Em resposta, o gabinete de Toffoli classificou o pedido da PF como baseado em “ilações” e questionou a legitimidade da instituição para formular tal solicitação, argumentando que a PF não é parte no processo, conforme o artigo 145 do Código de Processo Civil. O ministro afirmou que responderá diretamente ao presidente da Corte e negou qualquer impedimento para julgar o caso principal, tendo redistribuído inquéritos relacionados a instâncias inferiores. Toffoli tem enfrentado pressões de advogados do Banco Master, do Executivo e do Legislativo para se afastar, mas recebeu apoio público de colegas como Fachin e Gilmar Mendes.
Ligações de Toffoli com o Banco Master
O caso do Banco Master tem gerado controvérsias adicionais em torno do ministro Dias Toffoli, relator do processo no STF, devido a indícios de ligações pessoais e financeiras com o empresário Daniel Vorcaro e seu entorno. Relatórios da Polícia Federal apontam para conversas telefônicas entre Toffoli e Vorcaro, além de menções a possíveis repasses financeiros ligados ao resort Tayayá, empreendimento da família do ministro.
Em 2021, uma participação no resort foi vendida a um fundo administrado por familiares e sócios próximos de Vorcaro, e Toffoli admitiu ter recebido valores da empresa Maridt (dona do imóvel) como sócio, afirmando que os repasses eram regulares e declarados. Mensagens periciadas no celular de Vorcaro também fazem referência a pagamentos cifrados envolvendo o magistrado e terceiros, o que motivou a PF a questionar sua imparcialidade.

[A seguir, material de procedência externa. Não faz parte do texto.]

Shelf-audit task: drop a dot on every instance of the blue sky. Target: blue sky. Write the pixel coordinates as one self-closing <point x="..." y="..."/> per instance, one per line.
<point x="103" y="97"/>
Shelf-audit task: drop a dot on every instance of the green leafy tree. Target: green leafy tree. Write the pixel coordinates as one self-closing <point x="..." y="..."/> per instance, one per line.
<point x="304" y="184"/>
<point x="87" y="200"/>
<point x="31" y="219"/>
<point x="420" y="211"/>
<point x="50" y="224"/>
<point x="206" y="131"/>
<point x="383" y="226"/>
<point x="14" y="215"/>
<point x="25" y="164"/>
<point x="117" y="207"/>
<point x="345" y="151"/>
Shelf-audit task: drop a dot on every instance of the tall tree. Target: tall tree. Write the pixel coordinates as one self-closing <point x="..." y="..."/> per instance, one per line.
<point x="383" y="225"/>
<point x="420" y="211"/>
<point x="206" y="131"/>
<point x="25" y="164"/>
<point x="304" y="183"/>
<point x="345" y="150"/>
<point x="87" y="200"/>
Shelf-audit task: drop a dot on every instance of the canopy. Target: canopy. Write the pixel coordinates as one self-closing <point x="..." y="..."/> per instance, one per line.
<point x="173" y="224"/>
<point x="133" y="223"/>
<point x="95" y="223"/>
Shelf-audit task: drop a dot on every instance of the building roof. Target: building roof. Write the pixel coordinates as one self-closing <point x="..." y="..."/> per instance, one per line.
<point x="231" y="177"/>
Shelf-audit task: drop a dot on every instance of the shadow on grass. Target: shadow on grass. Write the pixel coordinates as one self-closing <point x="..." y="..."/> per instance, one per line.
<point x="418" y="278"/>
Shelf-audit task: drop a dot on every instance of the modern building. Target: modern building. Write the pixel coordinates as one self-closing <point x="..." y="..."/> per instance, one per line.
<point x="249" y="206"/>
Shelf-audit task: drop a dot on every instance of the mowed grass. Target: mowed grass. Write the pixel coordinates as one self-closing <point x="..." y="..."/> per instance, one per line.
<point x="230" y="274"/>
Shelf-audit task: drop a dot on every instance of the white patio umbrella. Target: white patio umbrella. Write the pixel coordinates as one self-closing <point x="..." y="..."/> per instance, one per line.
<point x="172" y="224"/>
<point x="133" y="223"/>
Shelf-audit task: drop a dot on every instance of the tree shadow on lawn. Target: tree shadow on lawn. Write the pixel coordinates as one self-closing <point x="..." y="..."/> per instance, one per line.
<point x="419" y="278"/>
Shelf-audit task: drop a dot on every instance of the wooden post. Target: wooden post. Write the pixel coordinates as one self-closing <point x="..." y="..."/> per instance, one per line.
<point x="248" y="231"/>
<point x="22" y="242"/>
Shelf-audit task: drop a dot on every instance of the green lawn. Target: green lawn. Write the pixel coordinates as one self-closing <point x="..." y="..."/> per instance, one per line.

Outro episódio que intensificou as críticas foi a viagem de Toffoli em jatinho privado do empresário Luiz Osvaldo Pastore, em novembro de 2025, rumo à final da Copa Libertadores em Lima, no Peru. No mesmo voo estava o advogado Augusto Arruda Botelho, que representa um diretor investigado no caso do Banco Master.
A viagem ocorreu pouco antes de Toffoli impor sigilo máximo ao inquérito e assumir o controle total das investigações, atendendo a pedidos da defesa de Vorcaro. Esses fatos, somados às decisões monocráticas do ministro — como a avocação do processo para o STF e a retenção de provas —, têm sido apontados por críticos como indícios de conflito de interesses, ampliando o desgaste institucional do Supremo em meio ao maior escândalo financeiro da história recente do país. O gabinete de Toffoli classificou as acusações como “ilações” sem respaldo jurídico, mas o episódio continua a gerar debates sobre transparência e imparcialidade no Judiciário.
Credibilidade do STF em xeque
Ministros do STF, em conversas reservadas, admitem que o episódio eleva o risco político do caso e amplifica a pressão sobre a Corte, mas pedem cautela para avaliar o real envolvimento de Toffoli antes de decisões precipitadas. A defesa de Vorcaro criticou vazamentos seletivos de informações, alegando prejuízo ao direito de defesa.
O acesso aos dados criptografados do celular de Vorcaro gerou pânico em Brasília, com temores de que o material revele conexões mais amplas entre o setor financeiro e esferas políticas. A Procuradoria-Geral da República (PGR) já havia rejeitado questionamentos semelhantes à imparcialidade de Toffoli no passado. O STF ainda não definiu os próximos passos, mas o caso pode impactar reformas no mercado financeiro, criticadas por Toffoli como tímidas por parte do Banco Central e da CVM.